700 böbrek, 300 karaciğer nakli yaparak dünya literatürüne giren Prof. Dr. Bülent Aydınlı, hayat kurtarmak için gece gündüz çalışıyor.
Akdeniz Üniversitesi Hastanesi Organ Nakli Merkezi Müdürü Prof. Dr. Bülent Aydınlı'ya göre, "Organ nakli yapmak bir aşk, her nakil bir heyecan."
Uzmanlığı döneminde eğitim programı için 2003 yılında Akdeniz Üniversitesi Hastanesi'ne gelen ve burada ilk böbrek naklini izleyen Aydınlı, görev yaptığı Erzurum Atatürk Üniversitesi Hastanesi'nde bu alana yöneldi.
Yaptığı başarılı böbrek nakillerinin ardından dünyanın en zor ameliyatı olarak bilinen karaciğer nakillerine başlayan Aydınlı, hem Organ Nakli Merkezi Müdürlüğü görevini yürüttü hem de Türkiye'den ve yurt dışından hastalara şifa dağıttı. "ALLAHIM UTANDIRMA" DİYEREK BAŞLIYOR
Halk arasında "köpek kisti" olarak bilinen ve hayvandan insana geçen "Alveolar ekinokok" ve "Wilson" gibi spesifik rahatsızlıkları bulunan çok sayıdaki hastayı ameliyat eden ve bunları bilimsel açıdan dünya literatürüne kazandıran Aydınlı, her ameliyatına "Allah'ım utandırma" duasıyla giriyor.
Geçen yıl, uzmanlığı döneminde ilk böbrek nakli ameliyatını gördüğü Akdeniz Üniversitesi Hastanesi Organ Nakli Merkezinin müdürlüğüne atanan Aydınlı, buradaki ekiple başarılı ameliyatlara imza atıyor.
Organ çıktığı zaman, yakınlarının düğünlerini, cenaze törenlerini ve aylarca hazırladığı yurtdışı kongrelerini bırakarak görevinin başına dönen Aydınlı, rahatsızlığının son evresindeki hastaları bazen 48 saati bulan ameliyatlar ile yeniden hayata döndürüyor.

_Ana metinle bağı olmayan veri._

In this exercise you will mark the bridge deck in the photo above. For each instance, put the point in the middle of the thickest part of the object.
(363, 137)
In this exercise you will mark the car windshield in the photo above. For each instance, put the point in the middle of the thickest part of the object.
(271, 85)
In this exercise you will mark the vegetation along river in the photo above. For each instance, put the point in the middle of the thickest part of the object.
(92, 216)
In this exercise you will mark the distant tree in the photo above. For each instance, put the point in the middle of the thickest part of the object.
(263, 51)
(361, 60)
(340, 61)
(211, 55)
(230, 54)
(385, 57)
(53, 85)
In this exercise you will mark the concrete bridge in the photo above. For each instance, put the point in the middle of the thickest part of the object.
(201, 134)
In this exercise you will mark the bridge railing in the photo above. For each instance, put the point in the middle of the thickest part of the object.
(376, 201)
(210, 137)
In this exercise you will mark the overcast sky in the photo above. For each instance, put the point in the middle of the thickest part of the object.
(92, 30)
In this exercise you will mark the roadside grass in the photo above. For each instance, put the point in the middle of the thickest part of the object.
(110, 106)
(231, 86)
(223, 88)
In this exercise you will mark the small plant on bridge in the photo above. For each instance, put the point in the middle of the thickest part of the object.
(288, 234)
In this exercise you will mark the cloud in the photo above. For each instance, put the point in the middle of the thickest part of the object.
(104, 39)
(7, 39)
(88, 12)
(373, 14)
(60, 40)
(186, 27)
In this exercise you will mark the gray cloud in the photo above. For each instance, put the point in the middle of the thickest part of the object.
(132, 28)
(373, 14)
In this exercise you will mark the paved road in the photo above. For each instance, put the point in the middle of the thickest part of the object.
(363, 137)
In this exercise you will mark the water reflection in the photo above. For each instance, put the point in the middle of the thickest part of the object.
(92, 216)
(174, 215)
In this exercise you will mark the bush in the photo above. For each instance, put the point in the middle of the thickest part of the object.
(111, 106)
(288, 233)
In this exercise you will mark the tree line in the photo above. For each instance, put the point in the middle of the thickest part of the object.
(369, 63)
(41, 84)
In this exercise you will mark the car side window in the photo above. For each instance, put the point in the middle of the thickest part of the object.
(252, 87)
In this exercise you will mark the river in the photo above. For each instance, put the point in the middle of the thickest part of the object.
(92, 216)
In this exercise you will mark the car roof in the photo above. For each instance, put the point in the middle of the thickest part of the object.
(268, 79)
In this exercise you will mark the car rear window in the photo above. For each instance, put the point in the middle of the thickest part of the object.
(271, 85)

Akdeniz Üniversitesi Tıp Fakültesi Hastenesi Başhekimi de olan Aydınlı, yöneticiliğin yanı sıra 13 yıla yaklaşık 700 böbrek, 300 karaciğer nakli sığdırdı. "YAPTIĞIMIZ İŞİN TELAFİSİ YOK"
Ekibi ile yaptığı pediatrik nakiller ile Akdeniz Üniversitesini bu alanda dünya sıralamasına taşıyan Prof. Dr. Aydınlı, Türkiye'nin en önemli organ nakli merkezlerinden biri Akdeniz Üniversitesinde bulunmanın büyük bir mutluluk olduğunu ve kurumu daha yukarı seviyelere taşıyabilmek için gece gündüz çalıştıklarını söyledi.
Özellikle karaciğer nakillerinin "Ölüm kalım olayları" olduğunu dile getiren Aydınlı, "Elbette sıkıntılar da yaşayabiliyorsunuz çünkü bunlar kronik hasta ve hayatlarının son noktalarına gelmiş hastalar. Bir ümit olarak son noktada nakil yapılıyor, bunun ağırlığı ve size yüklediği bir yük de var." dedi.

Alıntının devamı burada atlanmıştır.